Mudah-mudahan di lapak Gama, nggak ada penyusup yang cepu, biar ini bisa aku up sampai tamat.
______
Gama menarik napas dan mengembuskannya perlahan. Dia seperti ingin mengatakan sesuatu, tapi tampak berat mengatakannya. Yang dia lakukan hanya diam dan menatap lurus kepada Kirana—yang masih berdiri di dekatnya.

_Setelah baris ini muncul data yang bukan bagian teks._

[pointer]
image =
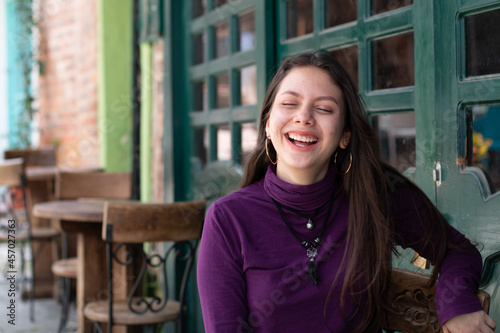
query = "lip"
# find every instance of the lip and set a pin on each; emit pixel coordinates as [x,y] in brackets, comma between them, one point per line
[311,140]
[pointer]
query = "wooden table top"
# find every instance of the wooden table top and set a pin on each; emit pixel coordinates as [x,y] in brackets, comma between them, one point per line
[50,172]
[71,210]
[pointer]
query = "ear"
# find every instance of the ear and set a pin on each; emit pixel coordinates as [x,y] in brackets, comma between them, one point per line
[344,141]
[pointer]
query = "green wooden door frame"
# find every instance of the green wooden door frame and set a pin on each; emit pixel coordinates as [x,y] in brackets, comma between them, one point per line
[463,195]
[115,84]
[436,98]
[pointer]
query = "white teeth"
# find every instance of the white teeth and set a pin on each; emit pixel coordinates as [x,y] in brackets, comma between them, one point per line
[297,137]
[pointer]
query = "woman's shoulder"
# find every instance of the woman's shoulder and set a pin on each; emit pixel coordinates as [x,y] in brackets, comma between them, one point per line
[245,196]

"Bapak suka minuman itu?" tanya Kirana, melihat tidak ada reaksi yang berarti dari bosnya tersebut.
"Not bad." Gama beranjak berdiri seraya meraih bukunya. Dia lantas bergerak ke salah satu rak buku yang ada di kamar, dan meletakkan buku setebal tiga senti itu di rak paling atas. "Kamu kenapa belum berganti pakaian? " tanya lelaki itu, memperhatikan Kirana yang saat ini bergerak ke jendela kaca.
Wanita itu mengurai tali tirai. Sebelah tangannya lantas terangkat saat menutup kaca jendela dengan tirai tersebut.
Hal itu cukup membuat Gama tertegun. Dia menelan ludah melihat tanda lahir di bahu belakang Kirana. Itu tampak seksi dan indah di matanya. Tanpa sadar Gama mendekati wanita itu.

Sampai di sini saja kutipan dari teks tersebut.